Trump, alas, appears extra concerned with utilizing subsidies as leverage, favoring firms or industries that align together with his political targets or constituencies. A real push to get rid of company welfare would require a dedication to impartiality, one thing that does not align neatly with Trump’s “America First” model of financial interventionism. To make significant cuts stick, the administration would wish to undertake a constant coverage of lowering company welfare no matter business or political affiliation—a dedication that will not sit nicely with Trump’s intuition for rewarding loyalty.

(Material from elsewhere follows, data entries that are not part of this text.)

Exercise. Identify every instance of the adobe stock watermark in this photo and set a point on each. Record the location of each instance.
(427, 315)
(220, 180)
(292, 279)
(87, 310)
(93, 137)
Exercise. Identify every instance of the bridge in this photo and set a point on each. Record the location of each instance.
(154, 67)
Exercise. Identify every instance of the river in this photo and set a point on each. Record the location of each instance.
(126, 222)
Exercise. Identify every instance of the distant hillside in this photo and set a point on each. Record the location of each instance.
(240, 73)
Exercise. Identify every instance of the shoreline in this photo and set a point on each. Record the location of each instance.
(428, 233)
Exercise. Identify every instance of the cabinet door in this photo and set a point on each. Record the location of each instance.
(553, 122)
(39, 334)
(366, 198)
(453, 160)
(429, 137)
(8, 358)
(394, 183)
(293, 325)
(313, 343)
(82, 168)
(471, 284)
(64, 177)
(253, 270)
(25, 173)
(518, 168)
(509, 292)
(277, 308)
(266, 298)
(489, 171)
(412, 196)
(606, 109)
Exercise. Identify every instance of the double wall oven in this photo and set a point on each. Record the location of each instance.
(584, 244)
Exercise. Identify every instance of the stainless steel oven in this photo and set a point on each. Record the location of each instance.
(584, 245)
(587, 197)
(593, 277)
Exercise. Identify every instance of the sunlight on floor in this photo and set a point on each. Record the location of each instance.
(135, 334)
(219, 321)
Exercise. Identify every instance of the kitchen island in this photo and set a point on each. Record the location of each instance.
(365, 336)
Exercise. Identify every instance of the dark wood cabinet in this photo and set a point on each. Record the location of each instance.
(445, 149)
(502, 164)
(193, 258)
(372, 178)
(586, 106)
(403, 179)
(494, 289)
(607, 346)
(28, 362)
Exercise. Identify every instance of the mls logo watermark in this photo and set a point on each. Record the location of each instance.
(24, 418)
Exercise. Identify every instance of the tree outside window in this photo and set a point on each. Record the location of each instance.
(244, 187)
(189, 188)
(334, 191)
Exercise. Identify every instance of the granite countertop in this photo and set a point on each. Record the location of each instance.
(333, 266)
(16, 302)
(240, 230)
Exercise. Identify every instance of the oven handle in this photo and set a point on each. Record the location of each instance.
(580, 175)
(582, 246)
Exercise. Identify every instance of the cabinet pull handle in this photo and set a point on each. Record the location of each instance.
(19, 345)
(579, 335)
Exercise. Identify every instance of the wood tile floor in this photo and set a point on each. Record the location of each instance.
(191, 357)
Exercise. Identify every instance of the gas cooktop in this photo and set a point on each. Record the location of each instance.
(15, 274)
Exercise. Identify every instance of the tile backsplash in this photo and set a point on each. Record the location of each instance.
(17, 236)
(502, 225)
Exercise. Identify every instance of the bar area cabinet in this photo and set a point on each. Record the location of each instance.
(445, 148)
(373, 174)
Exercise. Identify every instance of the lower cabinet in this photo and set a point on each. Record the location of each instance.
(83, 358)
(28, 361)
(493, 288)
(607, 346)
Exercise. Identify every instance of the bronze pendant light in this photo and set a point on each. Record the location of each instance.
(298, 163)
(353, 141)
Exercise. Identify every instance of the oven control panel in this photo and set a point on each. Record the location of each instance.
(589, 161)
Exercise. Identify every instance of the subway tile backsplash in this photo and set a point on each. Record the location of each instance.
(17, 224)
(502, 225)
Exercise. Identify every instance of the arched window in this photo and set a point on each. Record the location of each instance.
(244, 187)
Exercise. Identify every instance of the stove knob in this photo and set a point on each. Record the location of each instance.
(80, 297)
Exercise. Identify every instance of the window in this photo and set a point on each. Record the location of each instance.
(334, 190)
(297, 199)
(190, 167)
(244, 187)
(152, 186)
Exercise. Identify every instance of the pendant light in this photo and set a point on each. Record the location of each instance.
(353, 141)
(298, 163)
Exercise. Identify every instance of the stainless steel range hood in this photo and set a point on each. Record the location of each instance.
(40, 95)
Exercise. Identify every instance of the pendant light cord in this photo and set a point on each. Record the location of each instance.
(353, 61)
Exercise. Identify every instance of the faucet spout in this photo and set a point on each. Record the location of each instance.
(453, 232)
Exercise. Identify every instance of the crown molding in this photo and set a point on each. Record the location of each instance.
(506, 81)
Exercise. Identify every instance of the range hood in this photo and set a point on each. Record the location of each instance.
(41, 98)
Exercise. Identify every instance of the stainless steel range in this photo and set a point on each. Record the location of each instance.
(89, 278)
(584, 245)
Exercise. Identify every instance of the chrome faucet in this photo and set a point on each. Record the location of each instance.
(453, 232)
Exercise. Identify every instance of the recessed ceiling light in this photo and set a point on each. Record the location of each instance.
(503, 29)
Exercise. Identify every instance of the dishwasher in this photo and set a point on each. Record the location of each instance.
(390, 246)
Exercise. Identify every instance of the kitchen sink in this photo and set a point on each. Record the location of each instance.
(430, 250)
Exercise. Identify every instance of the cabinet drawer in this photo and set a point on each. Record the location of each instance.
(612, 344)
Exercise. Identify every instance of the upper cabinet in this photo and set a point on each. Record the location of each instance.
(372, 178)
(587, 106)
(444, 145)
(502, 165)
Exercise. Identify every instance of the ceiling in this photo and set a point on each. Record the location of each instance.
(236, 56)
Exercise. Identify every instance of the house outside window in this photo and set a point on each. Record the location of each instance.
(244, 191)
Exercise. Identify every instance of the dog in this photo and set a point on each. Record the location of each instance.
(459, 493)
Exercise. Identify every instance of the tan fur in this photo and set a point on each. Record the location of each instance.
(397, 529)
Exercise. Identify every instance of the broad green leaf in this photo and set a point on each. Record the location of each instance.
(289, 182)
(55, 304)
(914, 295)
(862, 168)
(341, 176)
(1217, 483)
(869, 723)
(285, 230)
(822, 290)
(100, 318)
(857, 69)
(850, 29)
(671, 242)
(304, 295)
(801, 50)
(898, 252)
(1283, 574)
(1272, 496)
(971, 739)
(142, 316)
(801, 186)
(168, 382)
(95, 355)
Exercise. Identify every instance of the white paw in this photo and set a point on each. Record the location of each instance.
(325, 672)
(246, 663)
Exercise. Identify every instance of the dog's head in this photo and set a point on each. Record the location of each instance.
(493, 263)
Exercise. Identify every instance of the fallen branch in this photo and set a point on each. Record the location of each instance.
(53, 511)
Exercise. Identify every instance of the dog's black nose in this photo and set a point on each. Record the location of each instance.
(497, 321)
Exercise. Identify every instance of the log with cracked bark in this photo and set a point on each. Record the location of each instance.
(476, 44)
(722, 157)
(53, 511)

One of many largest sources of presidency spending—and a tempting goal for reform—is well being care. Medicare, Medicaid, and federal help for personal insurance coverage price lots of of billions yearly. The present system is affected by subsidies, tax incentives, and regulatory necessities that drive up prices whereas obscuring worth transparency, leaving sufferers and suppliers with out clear alerts for price management. If Musk is critical about cutbacks, addressing this spending could be essential.
However Trump’s first-term makes an attempt at reining in well being care prices fell quick. His stance on well being care has largely concerned tweaking across the edges—repealing mandates, selling worth transparency—with out basically rethinking the federal government’s position in subsidizing the business. For Musk’s plan to work, any cuts to well being spending would have to be accompanied by structural reforms to allow a extra market-driven system, one thing Trump has up to now proven little curiosity in pursuing.
For Musk’s imaginative and prescient to develop into actuality, Trump would wish to put aside his desire for expansive government authority and focused, cronyist spending. In keeping with the Committee for a Accountable Federal Finances, Trump’s proposed insurance policies would add an estimated $7.7 trillion to the debt over the subsequent decade. Whereas a few of Trump’s concepts, like extending tax cuts, might spur financial progress, others, like tax credit for homebuyers or sure commerce tariffs, symbolize the very sort of special-interest giveaways that should go.
All of this presumes that the Division of Authorities Effectivity attains a extra strong type than a press launch on Reality Social—and that the famously risky Musk even makes it to Inauguration Day in Trump’s good graces.
This text initially appeared in print underneath the headline “Trump’s $2 Trillion?.”